If a server sends 1,000 bytes of data starting at Sequence # 5000:

  1. The packet contains: Seq = 5000, Length = 1000.
  2. The client successfully receives the packet.
  3. The client replies with an Acknowledgement: ACK = 6000. This implicitly means: “I have successfully received bytes up to 5999. Please send starting at 6000.”

4. The 3-Way Handshake (Connection Setup)

Before sending data, TCP must establish a reliable session. This is known as the 3-Way Handshake. It ensures both parties are ready, agree on initial sequence numbers, and allocate necessary kernel buffers.

  1. SYN (Synchronize): Client says, “Let’s open a connection. My starting sequence number is x.”
  2. SYN-ACK: Server replies, “I acknowledge your x (I expect x+1 next).
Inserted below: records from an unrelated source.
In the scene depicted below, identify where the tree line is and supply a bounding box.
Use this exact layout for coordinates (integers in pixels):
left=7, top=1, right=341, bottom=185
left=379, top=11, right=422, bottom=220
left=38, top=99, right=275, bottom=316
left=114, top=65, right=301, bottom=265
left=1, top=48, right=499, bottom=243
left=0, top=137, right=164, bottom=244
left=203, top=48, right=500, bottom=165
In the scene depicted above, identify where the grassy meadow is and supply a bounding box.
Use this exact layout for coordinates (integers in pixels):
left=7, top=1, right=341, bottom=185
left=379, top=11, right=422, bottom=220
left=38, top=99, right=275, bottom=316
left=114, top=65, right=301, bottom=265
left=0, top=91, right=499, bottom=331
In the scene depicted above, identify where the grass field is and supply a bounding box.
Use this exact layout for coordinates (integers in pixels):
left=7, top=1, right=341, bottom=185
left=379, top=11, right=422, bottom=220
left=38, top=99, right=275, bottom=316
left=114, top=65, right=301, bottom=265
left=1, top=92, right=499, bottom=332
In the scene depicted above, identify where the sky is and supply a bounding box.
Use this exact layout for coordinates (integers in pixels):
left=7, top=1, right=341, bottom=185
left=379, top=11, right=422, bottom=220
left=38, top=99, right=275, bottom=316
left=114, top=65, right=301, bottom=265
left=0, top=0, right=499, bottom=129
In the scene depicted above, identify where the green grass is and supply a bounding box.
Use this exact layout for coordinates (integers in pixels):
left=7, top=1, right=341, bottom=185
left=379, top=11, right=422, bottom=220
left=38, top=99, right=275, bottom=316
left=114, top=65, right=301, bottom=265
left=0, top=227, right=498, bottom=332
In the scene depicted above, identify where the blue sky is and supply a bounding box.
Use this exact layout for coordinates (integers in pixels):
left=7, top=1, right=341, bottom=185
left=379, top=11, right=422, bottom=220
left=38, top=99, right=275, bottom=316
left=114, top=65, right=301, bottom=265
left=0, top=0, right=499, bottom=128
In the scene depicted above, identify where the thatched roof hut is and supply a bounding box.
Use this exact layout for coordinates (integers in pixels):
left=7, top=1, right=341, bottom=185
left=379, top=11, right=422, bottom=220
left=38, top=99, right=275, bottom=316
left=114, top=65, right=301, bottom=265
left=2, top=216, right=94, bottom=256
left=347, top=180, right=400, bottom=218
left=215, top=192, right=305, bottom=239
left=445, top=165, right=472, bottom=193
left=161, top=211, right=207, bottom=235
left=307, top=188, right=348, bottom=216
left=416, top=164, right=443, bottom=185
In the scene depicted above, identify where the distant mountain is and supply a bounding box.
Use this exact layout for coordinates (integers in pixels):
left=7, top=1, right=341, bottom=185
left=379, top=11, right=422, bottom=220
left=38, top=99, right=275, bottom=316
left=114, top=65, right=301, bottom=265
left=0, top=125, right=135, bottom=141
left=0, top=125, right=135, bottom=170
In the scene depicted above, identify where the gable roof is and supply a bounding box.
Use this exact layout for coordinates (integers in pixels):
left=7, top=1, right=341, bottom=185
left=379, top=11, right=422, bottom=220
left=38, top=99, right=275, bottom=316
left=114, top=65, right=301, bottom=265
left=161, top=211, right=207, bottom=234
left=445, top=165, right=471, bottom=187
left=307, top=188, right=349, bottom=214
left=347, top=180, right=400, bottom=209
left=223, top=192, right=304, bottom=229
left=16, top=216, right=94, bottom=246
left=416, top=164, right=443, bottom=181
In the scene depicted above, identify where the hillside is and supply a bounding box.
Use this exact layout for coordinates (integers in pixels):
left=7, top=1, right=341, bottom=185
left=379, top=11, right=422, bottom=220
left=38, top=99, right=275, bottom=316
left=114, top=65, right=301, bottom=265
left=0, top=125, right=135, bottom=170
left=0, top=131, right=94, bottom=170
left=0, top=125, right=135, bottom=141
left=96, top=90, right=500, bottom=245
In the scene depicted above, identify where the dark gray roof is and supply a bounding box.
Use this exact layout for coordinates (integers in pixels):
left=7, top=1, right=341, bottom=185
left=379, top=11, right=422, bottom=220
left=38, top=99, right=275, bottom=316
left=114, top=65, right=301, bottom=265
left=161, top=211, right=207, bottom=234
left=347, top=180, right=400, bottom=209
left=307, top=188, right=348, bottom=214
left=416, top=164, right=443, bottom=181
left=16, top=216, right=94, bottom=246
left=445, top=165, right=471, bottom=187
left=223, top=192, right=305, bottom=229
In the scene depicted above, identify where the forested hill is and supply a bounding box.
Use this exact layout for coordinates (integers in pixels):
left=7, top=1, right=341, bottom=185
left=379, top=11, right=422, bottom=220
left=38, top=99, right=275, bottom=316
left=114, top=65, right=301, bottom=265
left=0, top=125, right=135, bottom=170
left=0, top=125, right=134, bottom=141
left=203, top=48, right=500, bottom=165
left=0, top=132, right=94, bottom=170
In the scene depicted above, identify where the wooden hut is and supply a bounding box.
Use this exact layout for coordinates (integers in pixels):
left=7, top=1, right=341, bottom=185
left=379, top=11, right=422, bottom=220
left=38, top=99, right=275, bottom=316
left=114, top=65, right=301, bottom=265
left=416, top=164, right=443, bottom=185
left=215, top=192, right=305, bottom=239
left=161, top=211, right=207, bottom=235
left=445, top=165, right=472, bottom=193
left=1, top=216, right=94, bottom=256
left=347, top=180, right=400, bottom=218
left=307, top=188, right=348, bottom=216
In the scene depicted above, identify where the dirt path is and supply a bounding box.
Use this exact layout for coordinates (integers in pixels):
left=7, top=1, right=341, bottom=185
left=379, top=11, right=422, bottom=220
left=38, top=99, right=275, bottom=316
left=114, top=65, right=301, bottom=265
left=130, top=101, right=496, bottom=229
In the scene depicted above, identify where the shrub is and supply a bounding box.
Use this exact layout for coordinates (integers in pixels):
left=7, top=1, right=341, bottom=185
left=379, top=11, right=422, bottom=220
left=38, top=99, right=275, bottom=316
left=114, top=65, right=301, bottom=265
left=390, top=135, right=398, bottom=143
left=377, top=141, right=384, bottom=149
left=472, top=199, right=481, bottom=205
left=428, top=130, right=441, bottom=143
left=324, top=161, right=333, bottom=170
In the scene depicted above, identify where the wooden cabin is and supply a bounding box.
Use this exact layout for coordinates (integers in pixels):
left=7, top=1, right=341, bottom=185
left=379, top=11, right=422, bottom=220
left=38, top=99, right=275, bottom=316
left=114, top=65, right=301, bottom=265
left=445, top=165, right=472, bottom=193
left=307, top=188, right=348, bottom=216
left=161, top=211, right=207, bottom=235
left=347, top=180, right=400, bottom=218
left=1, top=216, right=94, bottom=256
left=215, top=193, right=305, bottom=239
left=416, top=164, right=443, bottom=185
Let’s open a connection from my side too. My starting sequence number is y.”
  3. ACK (Acknowledge): Client replies, “I acknowledge your y (I expect y+1 next).”

Now the connection is ESTABLISHED. Both sides have allocated memory and agreed on the initial state.


5. Interactive: The Handshake

Watch the flags fly across the network.

CLIENT
Port: 54321
SYN
SERVER
Port: 443
Waiting for user...

6. Termination (4-Way Wave)

Closing a connection is different from opening one because TCP is Full-Duplex. Data flows in both directions independently. One side might be done sending data, but the other side might still have a backlog to send. Thus, the connection must be closed in each direction independently.

  1. FIN: Client says, “I have no more data to send.” (Client enters FIN-WAIT-1).
  2. ACK: Server says, “Understood, I’ll stop expecting data from you.” (Server enters CLOSE-WAIT, Client enters FIN-WAIT-2).
    • At this point, the Server can still send data to the Client.
  3. FIN: Server eventually finishes sending its remaining data and says, “I’m also done sending.” (Server enters LAST-ACK).
  4. ACK: Client says, “Understood. Connection closed.” (Client enters TIME-WAIT before fully closing to ensure the final ACK isn’t lost).